Effect of material removal rate on demodulated AE spectral peak height at 4.5 kHz.
Conclusions
In the course of this work, a number of conclusions were formed about the inter-relationship between the primary offline measures of component quality, residual stress and surface finish; the secondary online and offline assessments of quality, including tool temperature, hardness and metallographic structure and the primary and secondary measurements, AE and cutting force. These are covered elsewhere, 23 and the following conclusions are confined to those directly about the relationship between AE and component quality.
Demodulated resonance analysis of the AE signal shows excellent promise as a means of assessing the degree to which tool vibration affects the finished surface profile. It appears that vibration of the tool relative to the workpiece modulates the steady AE generated during the continuous process of cutting. Frequencies corresponding to the non-kinematic features within the tool groove are clearly present in the demodulated AE spectra giving harmonic series similar to those generated by pulse trains. With some development of the techniques and appropriate calibration, the demodulated AE ought to be able to predict the deviation from the theoretical Ra generated by an imprint of a rigid tool, that is, the non-kinematic patterns referred to in ‘Component surface finish correlation with AE’.
Similarities between the AE energy and cutting forces experienced during machining suggest that AE energy is a useful surrogate for cutting force avoiding the need for a force transducer, which inevitably introduced compliance. This, supplemented with the information on mean frequency, could yield information on the thermo-mechanical conditions at the cutting tip.

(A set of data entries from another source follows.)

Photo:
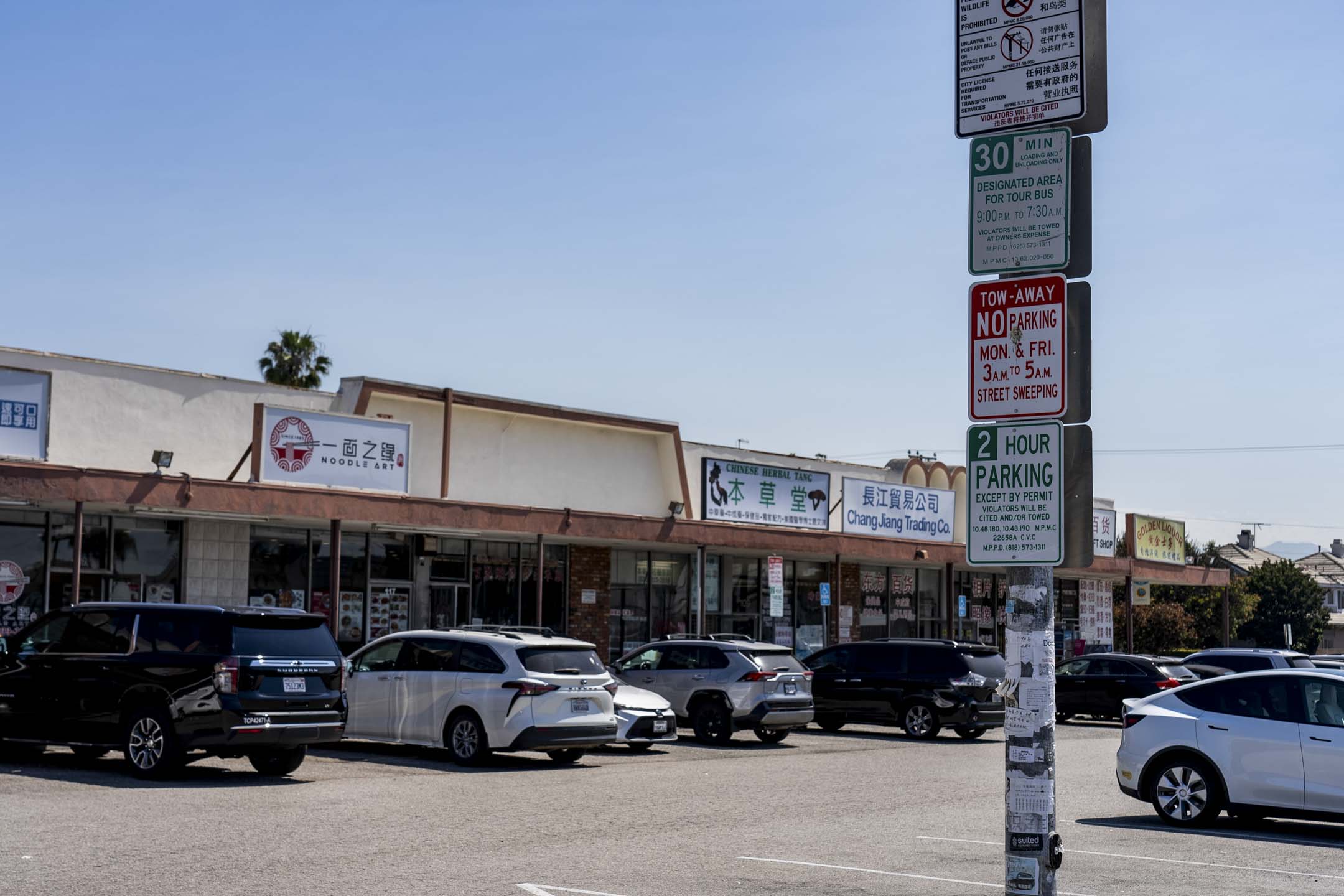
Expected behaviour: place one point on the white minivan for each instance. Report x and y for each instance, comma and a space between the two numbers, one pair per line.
476, 691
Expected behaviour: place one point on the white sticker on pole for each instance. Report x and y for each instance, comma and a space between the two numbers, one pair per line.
1017, 348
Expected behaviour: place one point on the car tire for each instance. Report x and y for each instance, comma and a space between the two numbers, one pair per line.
278, 762
465, 739
712, 723
89, 754
1186, 793
920, 721
149, 743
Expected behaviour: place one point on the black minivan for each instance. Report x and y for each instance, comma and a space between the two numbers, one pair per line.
167, 684
921, 684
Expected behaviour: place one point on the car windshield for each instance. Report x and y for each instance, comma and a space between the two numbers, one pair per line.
284, 637
561, 661
775, 660
989, 665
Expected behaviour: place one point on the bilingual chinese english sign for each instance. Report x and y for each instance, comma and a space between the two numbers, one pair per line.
897, 511
742, 492
1015, 502
1019, 63
337, 450
1018, 348
1019, 202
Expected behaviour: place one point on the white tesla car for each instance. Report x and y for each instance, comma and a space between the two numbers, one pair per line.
1256, 745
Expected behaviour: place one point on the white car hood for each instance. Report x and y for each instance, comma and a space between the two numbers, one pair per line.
635, 698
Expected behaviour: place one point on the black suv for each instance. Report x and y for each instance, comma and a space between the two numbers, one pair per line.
920, 684
170, 683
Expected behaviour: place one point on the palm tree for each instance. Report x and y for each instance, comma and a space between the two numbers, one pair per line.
295, 360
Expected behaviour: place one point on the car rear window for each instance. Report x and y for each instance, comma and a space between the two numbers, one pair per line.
284, 637
989, 665
561, 661
776, 660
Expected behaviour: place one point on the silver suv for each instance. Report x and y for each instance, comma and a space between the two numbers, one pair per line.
724, 684
1250, 658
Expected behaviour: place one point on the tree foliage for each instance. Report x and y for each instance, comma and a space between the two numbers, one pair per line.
295, 359
1287, 595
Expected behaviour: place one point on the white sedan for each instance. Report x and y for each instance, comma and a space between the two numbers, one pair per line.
1256, 745
643, 717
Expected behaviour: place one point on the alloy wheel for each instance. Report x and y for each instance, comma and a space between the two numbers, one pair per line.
1182, 793
147, 743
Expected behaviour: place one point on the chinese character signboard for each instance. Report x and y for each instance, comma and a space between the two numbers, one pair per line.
1019, 63
1155, 539
335, 450
1104, 533
748, 492
23, 413
897, 511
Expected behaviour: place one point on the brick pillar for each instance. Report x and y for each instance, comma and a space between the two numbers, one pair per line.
590, 570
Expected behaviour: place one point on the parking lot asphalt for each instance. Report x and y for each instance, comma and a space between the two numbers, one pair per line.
861, 812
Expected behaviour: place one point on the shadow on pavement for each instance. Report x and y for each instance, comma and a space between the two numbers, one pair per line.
1264, 829
111, 772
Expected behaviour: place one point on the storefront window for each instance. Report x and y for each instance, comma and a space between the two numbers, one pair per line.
278, 569
903, 604
23, 577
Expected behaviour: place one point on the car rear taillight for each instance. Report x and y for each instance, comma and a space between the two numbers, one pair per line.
226, 676
530, 688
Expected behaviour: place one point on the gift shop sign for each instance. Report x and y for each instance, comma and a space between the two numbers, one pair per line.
334, 450
1018, 348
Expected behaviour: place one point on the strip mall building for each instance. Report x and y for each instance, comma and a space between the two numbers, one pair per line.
389, 505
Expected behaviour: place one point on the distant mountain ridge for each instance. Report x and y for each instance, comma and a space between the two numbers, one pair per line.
1292, 550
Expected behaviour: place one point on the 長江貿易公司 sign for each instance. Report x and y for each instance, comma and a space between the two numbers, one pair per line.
1019, 202
1017, 348
1015, 495
897, 511
1018, 69
335, 450
762, 495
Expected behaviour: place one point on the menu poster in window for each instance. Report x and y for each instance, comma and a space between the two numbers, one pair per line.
350, 627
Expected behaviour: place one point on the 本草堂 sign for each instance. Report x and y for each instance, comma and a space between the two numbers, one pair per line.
1015, 495
1155, 539
746, 492
1019, 63
897, 511
23, 413
337, 450
1018, 348
1019, 202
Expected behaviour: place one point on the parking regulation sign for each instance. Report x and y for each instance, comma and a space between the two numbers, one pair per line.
1017, 348
1019, 202
1015, 497
1019, 63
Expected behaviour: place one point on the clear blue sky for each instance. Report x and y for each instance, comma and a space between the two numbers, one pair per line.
748, 217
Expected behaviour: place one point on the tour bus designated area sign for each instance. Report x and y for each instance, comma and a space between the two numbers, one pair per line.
1019, 63
1019, 202
1018, 348
1015, 502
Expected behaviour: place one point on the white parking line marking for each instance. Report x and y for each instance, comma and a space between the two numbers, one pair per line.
1152, 859
544, 890
1213, 833
889, 874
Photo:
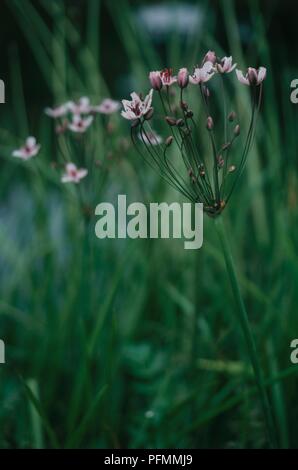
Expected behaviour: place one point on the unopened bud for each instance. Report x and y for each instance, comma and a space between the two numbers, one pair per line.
149, 114
171, 121
206, 91
169, 140
182, 78
232, 116
220, 161
237, 130
226, 146
209, 123
155, 80
135, 123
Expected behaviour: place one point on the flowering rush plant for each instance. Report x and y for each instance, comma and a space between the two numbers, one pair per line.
209, 175
73, 120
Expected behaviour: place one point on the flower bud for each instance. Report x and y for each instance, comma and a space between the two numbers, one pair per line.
237, 130
206, 91
149, 114
171, 121
232, 116
135, 123
169, 140
226, 146
210, 123
252, 75
155, 80
220, 161
180, 122
182, 78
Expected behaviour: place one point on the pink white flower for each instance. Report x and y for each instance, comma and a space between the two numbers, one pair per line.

While it was possible to link the cutting forces and the AE to MRR and mechanical energy input rate, it did not prove possible to demonstrate that AE could be used to monitor residual stress. The reason for this lies partly in the degree to which this aspect of quality could be measured in this work, and partly in the generally low levels of residual stress encountered in these finishing operations. Scattered, low levels of residual stress have also been reported by other workers using the same material under finishing conditions (El-Axir 22 ).
Footnotes
Declaration of conflicting interests
The authors declare that there is no conflict of interest.
Funding
This work was funded by the Engineering Doctorate Centre at Heriot-Watt University, under the Engineering and Physical Sciences Research Council, UK, and also AWE plc, UK.